I haven't set up a jupyter kernel for this yet.. but that's also on my list! But if it's helpful to get that going sooner, just let me know. And of course if you see problems, or have questions - please send them along.

herjy commented 2 years ago

I just tried out all the dependencies, and everything seems to work. THe scripts are on notebooks, so I'll try a few more in-depth things later, but things seem to be running fine. Thanks a lot Heather!! 😃

heather999 commented 2 years ago

Great! And now the jupyter kernel, desc-td-env, is set too, so you can try out some notebooks. To enable it, you would redo the DESC kernel setup you likely have already done: source /global/common/software/lsst/common/miniconda/kernels/setup.sh That will re-install all the available kernels (like desc-python, desc-stack, etc) and add this new desc-td-env https://confluence.slac.stanford.edu/display/LSSTDESC/Using+Jupyter+at+NERSC#UsingJupyteratNERSC-setup

The next time you start up a fresh jupyter.nersc.gov, the desc-td-env should be available. As always just let me know if it causes any trouble.

herjy commented 2 years ago

The environment seems to work fine, thanks. I just realised one of the dependencies wasn't there, it's desc_dc2_dm_data that I use to call the buttler, but since I'm going to move to gen3 I think I likely won't need it anymore, so all is well.

Do you have pointers for how to use that environments for CI with github actions?

heather999 commented 2 years ago

Thanks for giving it a try @herjy! If you find you want desc_dc2_dm_data, it's easy to add it and we can decide to remove it later.

To use this environment in GitHub Actions

There is also a way to run the NERSC installed td-env conda environment via NERSC's GitLab instance which might be useful if you want to do larger scale tests using the data available at NERSC. I've just started getting going with this for the purpose of building and installing these environments - but it could also be useful for testing. I should start writing up how to do this.. If this is of interest, I can try to provide better details. The hitch is that the GitLab jobs, will utilize our NERSC compute allocation so we have to be a little careful that we're using that compute time reasonably.

herjy commented 2 years ago

Thanks, that is extremely useful.
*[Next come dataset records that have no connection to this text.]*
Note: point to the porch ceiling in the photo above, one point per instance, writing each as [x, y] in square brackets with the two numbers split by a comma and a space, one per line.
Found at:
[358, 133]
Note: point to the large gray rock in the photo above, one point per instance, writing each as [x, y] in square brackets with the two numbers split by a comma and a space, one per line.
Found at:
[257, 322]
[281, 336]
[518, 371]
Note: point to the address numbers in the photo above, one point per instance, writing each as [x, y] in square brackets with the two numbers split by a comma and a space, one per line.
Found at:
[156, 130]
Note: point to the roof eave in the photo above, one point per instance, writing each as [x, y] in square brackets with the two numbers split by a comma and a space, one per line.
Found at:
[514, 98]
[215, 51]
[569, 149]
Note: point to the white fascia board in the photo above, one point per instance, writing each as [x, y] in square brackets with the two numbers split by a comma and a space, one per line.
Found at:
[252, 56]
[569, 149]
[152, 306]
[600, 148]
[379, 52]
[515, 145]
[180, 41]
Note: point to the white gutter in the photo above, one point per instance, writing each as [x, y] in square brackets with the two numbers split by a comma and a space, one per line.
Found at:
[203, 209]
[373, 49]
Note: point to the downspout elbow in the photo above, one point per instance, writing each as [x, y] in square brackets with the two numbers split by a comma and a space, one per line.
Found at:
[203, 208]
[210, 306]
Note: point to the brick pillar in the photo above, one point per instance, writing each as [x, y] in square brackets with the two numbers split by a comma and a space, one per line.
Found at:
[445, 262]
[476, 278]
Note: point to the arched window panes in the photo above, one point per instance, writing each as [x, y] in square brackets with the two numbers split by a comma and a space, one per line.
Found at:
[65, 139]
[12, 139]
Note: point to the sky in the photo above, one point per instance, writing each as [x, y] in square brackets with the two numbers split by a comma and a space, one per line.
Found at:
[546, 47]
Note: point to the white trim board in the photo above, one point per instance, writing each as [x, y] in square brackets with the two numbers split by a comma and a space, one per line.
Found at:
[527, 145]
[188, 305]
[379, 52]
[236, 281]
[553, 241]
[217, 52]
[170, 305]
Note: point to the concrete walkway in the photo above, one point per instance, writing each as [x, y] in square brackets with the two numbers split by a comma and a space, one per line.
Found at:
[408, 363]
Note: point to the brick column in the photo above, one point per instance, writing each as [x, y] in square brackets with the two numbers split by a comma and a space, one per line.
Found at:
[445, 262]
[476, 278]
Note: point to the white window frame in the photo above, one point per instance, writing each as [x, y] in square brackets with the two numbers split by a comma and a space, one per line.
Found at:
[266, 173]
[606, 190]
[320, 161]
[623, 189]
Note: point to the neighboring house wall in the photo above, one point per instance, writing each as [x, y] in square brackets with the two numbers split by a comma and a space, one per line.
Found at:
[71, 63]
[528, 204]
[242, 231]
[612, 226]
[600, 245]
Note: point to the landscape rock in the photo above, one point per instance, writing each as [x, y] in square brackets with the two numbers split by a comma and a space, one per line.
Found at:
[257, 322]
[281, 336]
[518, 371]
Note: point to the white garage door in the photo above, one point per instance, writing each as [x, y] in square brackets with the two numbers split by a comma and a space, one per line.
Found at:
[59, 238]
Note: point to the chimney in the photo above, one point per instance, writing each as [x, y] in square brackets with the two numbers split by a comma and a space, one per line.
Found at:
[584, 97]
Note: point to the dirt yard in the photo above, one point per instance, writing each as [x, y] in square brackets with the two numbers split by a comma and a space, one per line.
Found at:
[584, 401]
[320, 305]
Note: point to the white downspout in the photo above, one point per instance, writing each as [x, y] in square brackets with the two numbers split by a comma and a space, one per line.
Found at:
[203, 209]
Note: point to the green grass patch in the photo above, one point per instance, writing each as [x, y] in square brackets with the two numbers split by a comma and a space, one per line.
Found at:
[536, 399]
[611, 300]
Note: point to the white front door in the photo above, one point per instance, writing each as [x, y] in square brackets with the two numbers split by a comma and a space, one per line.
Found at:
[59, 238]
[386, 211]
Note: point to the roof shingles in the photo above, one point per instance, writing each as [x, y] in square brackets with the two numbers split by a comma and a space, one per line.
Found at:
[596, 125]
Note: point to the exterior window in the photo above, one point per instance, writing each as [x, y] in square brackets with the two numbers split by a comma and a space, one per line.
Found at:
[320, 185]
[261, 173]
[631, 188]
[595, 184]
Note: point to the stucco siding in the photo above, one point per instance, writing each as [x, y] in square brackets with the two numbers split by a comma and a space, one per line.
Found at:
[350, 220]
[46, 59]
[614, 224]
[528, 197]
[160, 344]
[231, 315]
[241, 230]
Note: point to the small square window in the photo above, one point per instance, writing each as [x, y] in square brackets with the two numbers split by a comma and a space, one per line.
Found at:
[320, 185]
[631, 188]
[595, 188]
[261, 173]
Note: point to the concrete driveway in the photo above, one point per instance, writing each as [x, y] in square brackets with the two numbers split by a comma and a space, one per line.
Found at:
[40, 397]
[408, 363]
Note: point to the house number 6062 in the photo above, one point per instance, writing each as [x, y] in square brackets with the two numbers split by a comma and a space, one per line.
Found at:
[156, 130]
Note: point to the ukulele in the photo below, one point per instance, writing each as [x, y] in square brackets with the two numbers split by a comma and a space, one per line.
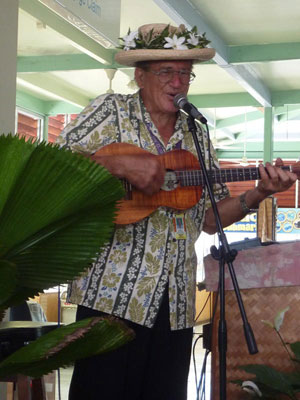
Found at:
[183, 183]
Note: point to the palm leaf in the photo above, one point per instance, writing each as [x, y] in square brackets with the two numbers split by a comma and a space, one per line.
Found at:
[62, 346]
[270, 377]
[56, 211]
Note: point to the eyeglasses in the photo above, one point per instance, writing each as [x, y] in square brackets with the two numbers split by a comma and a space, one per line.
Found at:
[166, 75]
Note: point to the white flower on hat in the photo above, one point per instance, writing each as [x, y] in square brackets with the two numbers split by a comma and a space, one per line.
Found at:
[129, 40]
[175, 43]
[193, 39]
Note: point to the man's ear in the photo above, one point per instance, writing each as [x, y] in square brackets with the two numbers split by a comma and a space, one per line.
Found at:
[139, 77]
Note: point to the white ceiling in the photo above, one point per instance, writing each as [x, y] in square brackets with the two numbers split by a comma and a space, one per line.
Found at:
[257, 63]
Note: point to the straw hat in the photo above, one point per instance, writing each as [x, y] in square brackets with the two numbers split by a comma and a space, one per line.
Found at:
[154, 42]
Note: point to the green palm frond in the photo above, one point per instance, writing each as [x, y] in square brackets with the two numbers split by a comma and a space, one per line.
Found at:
[56, 211]
[61, 347]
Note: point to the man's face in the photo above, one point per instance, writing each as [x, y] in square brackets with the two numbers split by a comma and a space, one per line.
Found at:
[157, 91]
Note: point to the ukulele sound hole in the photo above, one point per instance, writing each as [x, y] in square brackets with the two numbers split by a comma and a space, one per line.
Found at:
[170, 182]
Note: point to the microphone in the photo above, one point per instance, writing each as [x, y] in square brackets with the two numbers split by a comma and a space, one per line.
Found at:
[180, 101]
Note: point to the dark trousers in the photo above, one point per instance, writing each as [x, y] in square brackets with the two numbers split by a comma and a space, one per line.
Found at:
[153, 366]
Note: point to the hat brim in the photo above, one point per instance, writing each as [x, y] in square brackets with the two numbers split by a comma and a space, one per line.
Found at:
[131, 57]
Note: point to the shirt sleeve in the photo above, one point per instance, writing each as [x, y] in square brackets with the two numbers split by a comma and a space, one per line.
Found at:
[93, 128]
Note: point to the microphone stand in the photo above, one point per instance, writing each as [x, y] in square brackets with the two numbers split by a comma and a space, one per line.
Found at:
[224, 254]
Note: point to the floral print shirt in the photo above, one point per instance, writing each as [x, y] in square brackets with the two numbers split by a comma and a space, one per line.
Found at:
[143, 259]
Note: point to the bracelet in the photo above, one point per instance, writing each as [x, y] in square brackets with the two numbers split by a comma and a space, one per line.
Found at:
[243, 203]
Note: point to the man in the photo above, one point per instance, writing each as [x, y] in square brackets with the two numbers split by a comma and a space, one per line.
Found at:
[146, 275]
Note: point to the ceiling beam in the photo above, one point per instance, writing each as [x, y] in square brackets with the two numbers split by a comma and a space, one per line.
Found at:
[264, 52]
[59, 62]
[44, 107]
[285, 150]
[183, 12]
[51, 87]
[77, 38]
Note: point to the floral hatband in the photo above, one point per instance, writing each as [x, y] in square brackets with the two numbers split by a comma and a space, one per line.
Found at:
[154, 42]
[168, 38]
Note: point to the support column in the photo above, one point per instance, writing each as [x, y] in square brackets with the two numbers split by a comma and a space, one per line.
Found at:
[8, 68]
[45, 127]
[268, 134]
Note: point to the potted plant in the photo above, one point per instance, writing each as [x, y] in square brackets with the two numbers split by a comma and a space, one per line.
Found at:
[272, 383]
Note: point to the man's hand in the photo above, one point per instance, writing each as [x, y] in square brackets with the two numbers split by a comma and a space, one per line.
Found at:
[274, 179]
[144, 172]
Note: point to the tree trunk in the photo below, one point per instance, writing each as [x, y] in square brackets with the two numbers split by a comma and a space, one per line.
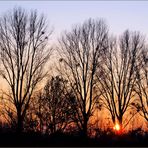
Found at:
[84, 128]
[19, 121]
[120, 119]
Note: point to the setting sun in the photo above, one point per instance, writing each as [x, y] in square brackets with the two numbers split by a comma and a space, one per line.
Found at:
[117, 127]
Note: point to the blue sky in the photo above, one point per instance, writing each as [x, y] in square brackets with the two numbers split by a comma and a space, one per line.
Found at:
[119, 15]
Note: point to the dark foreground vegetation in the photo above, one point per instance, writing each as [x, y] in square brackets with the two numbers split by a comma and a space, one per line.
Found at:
[134, 138]
[92, 71]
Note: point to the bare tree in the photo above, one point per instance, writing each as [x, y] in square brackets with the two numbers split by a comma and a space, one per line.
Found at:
[117, 76]
[142, 84]
[54, 109]
[23, 42]
[80, 52]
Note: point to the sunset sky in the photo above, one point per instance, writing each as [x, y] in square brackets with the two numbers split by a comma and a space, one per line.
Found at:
[119, 15]
[62, 15]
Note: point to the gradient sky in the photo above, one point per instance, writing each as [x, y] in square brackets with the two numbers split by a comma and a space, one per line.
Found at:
[119, 15]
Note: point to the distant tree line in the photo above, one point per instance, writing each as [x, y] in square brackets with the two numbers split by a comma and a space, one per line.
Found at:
[92, 69]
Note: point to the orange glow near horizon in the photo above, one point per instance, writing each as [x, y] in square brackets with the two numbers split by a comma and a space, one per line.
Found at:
[116, 127]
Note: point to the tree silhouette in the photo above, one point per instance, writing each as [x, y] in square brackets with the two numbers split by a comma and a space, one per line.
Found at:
[117, 76]
[23, 40]
[80, 52]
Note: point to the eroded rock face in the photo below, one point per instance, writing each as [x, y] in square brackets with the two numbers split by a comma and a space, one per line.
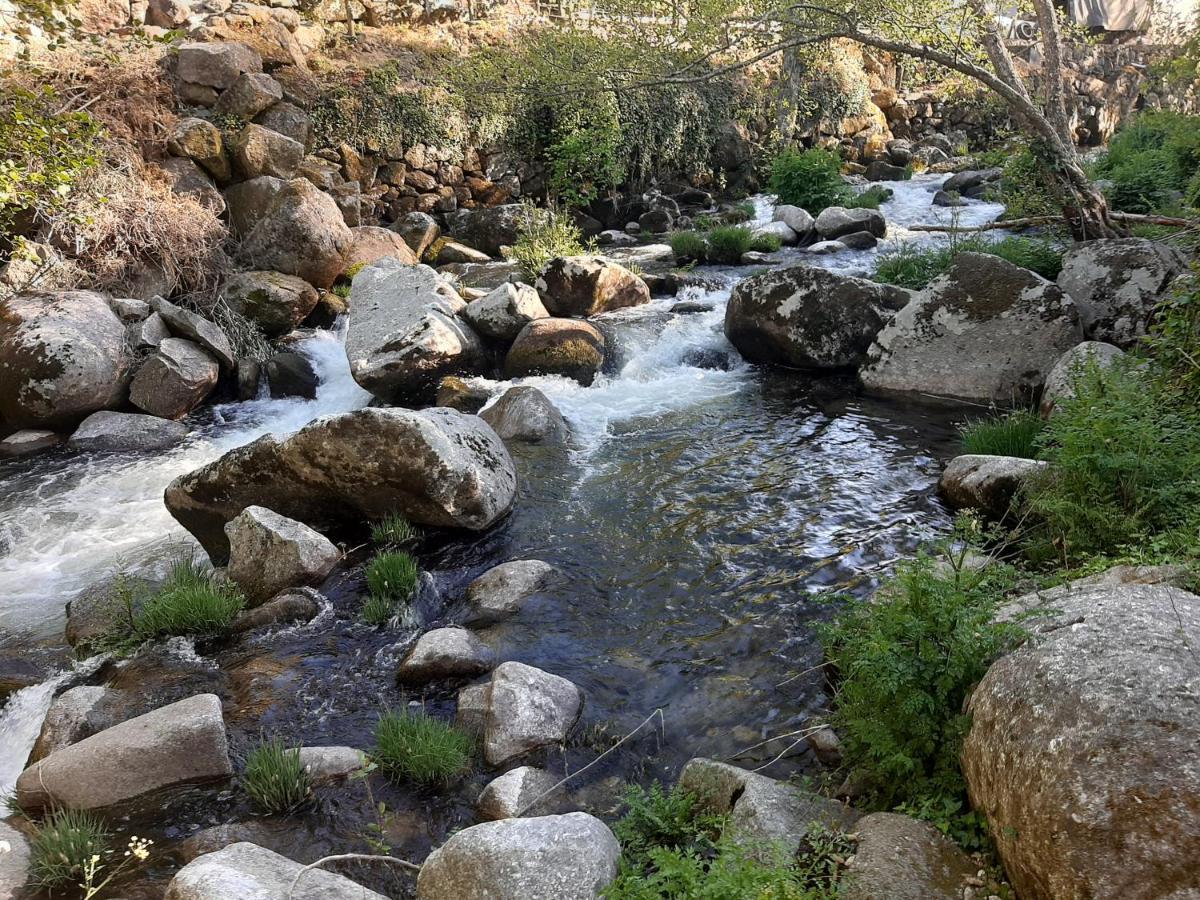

I have actually never used a docker image so I am rather unfamiliar with these. I've been tinkering with the docker without much success so far. Do I need to put this script in the repo and have it run via github actions? Downloading the docker seems to take time and space.

heather999 commented 2 years ago

Hi @herjy sorry for the delay.. I made an example GitHub action workflow here. Right now it just checks out the github repo it is running in, and then pulls the docker image and then runs a test script against it. The test script would be in your github repository, like this example.

There are some ways to cache a docker image but the official mechanism to do that is for use between jobs in a single workflow. There does seem to be a way to share a cache between workflows, but it's not an "official" GitHub action and I want to test that out a bit more before suggesting to use it. This little test ran in ~2.5 minutes with the docker pull included. Space would be another issue. I'll do a little more research to see if I can find a way to improve that. At the very least, I can see about reducing the size of the docker image which might help a bit.

heather999 commented 2 years ago

This is done, we can open additional issues for future package requests.